Figure 3.

FN functions as an opsonin for macrophage phagocytosis. The effect of FN in macrophage phagocytosis to FITC conjugated E. coli was analyzed by FACS (a). Briefly, peritoneal macrophages from WT mice and bacteria were mixed in suspension at a ratio of 1:10 (cell: bacteria) with and without FN. FITC-E. coli positive cell of macrophages was analyzed by FACS (a); FcγR-mediated phagocytosis of macrophages was also analyzed by FITC-IgG latex beads with/without FN (b). Peritoneal macrophages were cultured on glass coverslips and incubated with IgG-coupled latex at a ratio of 1:10 for 15–30 min at 37°C to assay phagocytosis. Phagocytosis was assessed by detecting the percent of the FITC⁺ cells by FACS. n = 6. ∗, p < 0.01. FN promotes expression of total Rac1 and Cdc42 proteins in peritoneal macrophages after stimulation with LPS and PGN, as determined by Western blot analysis (c).

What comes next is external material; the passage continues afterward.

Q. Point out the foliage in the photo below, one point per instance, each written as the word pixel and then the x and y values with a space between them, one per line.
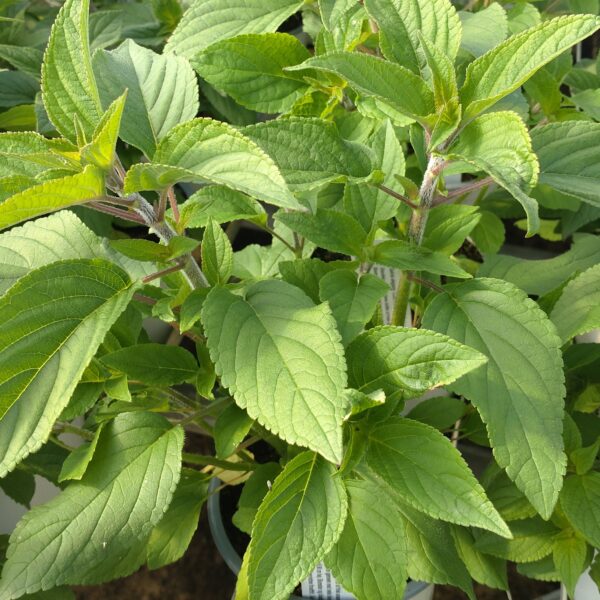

The cells lysates were fractionated by 12% SDS-PAGE gel. Expression of actin serves as a loading control and density of Rac1/β-actin and (d) Cdc42/β-actin (e) was quantified with Image J software. (n = 3, *p < 0.05). Statistical comparisons among treatment groups were performed by randomized-design two-way ANOVA, followed by unpaired Student’s t-test for two groups using Prism software (Graph Pad Inc., La Jolla, CA). Statistical significance was defined as a P value of less than 0.05.